Se nessa história toda Escorel parece confortável nos lugares comuns de que parte para falar de Moscou e de Eduardo Coutinho, Bernardet, por sua vez, está blindado por suas questões, nas quais ele encaixa Moscou – apesar de que não é de se ignorar que seus questionamentos constantes são a busca de algo, são um confronto com o filme. Bernardet parece fascinado por tudo que vaza, que está antes e depois do filme, às vezes tudo que o circunda, outras vezes, por fronteiras: até onde o filme foi? É possível ir mais longe? Esse é um problema porque estipula limites (que sempre lida com referenciais anteriores, convenções) sem ir mais fundo no que é específico do filme. Moscou não nos dá esses limites com tanta facilidade. No último texto postado em seu blog ele finalmente se rende à evidência: “O maior problema de Moscou talvez sejam os fantasmas que se interpõe entre nós e eles”. Exato. Fantasmas esses que precisariam ser nomeados e questionados. Eles sempre existiram e sempre foram mediadores, e muitas vezes, obstrutores.

Algumas palavras sobre Moscou

As distinções entre os relatos às vezes estão lá, às vezes não, elementos pessoais dos atores se misturam aos do texto. Jogo de Cena fez isso? Em parte. A câmera fixa que encadeava os depoimentos das mulheres traçava limites, réplicas de discurso, havia a figura de Coutinho, o teatro era um fundo, etc. Agora Coutinho propôs um texto a atores de teatro da companhia mineira Galpão. Coutinho trabalha sobre um mundo previamente organizado (um texto de Tchekov), e, ao propor ensaios e exercícios dirigidos por um outro (Enrique Diaz), desorganiza. Por isso a confusão: essa ausência sentida, essa ausência da imagem do cineasta, é necessária. Existe uma tensão que não se submete a um controle prévio ostensivo (o método como “modo de segurança”). Ele não sai da frente das câmeras porque está “desestabilizada” a noção de sujeito, nem porque ele se omite, nem porque ele assume um papel de demiurgo. Sua imagem e seu método haviam se tornado sua zona de segurança e Moscou revela o fim da zona de segurança entre oposições (dicotomias é sempre confortável à nossa dilética), até então bastante claras nos outros filmes do cineasta, mesmo com suas fissuras.

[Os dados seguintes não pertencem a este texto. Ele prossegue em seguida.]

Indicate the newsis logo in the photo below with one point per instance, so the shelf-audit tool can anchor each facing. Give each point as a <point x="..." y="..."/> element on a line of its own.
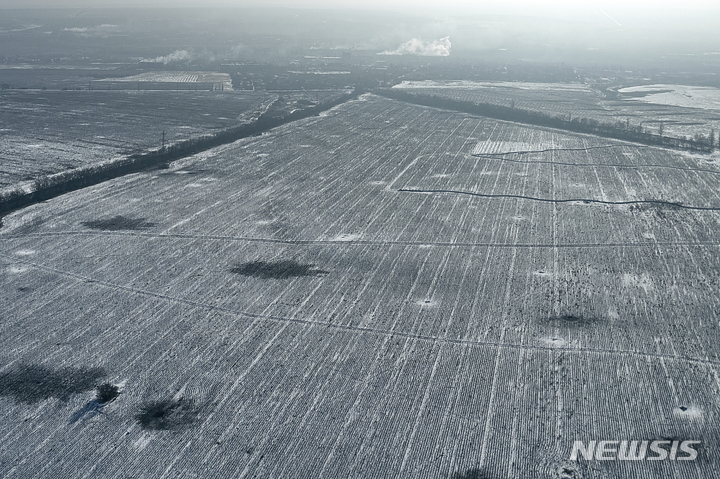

Bernardet pensa justamente o contrário: no texto de seu blog diz que, em sua fantasia, Coutinho deveria sentar em frente à câmera e ficar em silêncio. Pois Coutinho fez o contrário, e isso é extraordinário. Inacabamento, incompletude? Sim e não. Sim porque isso é importante na forma de Moscou, porque se filma ali um processo; e não, no sentido de que o filme é esse e ele parece pleno na sua condição. Ambos, ficção e documentário, contêm em si mesmos os vestígios de inacabamento do mundo, e neles o cineasta inscreve sua “porção” de criação. As particularidades de um filme de ficção ou um documentário não podem ser anuladas, mas se em si são ponto de partida e/ou chegada, é um problema, uma involução crítica. É ai que o real vem à tona e é a prova dos nove do filme: será que surge algo que nos confronta a ter o que dizer?

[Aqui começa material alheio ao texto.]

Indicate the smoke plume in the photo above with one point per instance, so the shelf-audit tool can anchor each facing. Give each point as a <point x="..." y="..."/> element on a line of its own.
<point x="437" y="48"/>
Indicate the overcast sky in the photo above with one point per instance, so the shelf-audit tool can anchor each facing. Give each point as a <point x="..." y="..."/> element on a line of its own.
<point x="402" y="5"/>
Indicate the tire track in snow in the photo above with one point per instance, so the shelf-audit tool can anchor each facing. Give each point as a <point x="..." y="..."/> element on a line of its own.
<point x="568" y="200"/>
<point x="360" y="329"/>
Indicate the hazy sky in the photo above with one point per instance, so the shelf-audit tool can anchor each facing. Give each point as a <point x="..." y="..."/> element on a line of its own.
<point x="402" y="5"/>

O fato é que Moscou delineia essa incompletude, a expõe. Existe um rigor bastante sofrido, um rigor ascético, não intelectual, no sentido diminuto do termo. Diferente de seus críticos, o esforço de Coutinho é transcender labirintos teóricos e não se enquadrar em determinações que respondam a expectativas ou que caibam, cartesianamente, em gavetinhas para relatórios de estudiosos. Existe ali algo muito maior do que seus significados. Agora, se essa percepção não vale nada, se é preciso sempre encontrar a palavra para se pronunciar sobre o filme, se sempre é obrigatório instaurar as problemáticas por meio de seus signos, então não é preciso nem discutir. Não sejamos críticos, mas sim, legistas da imagem.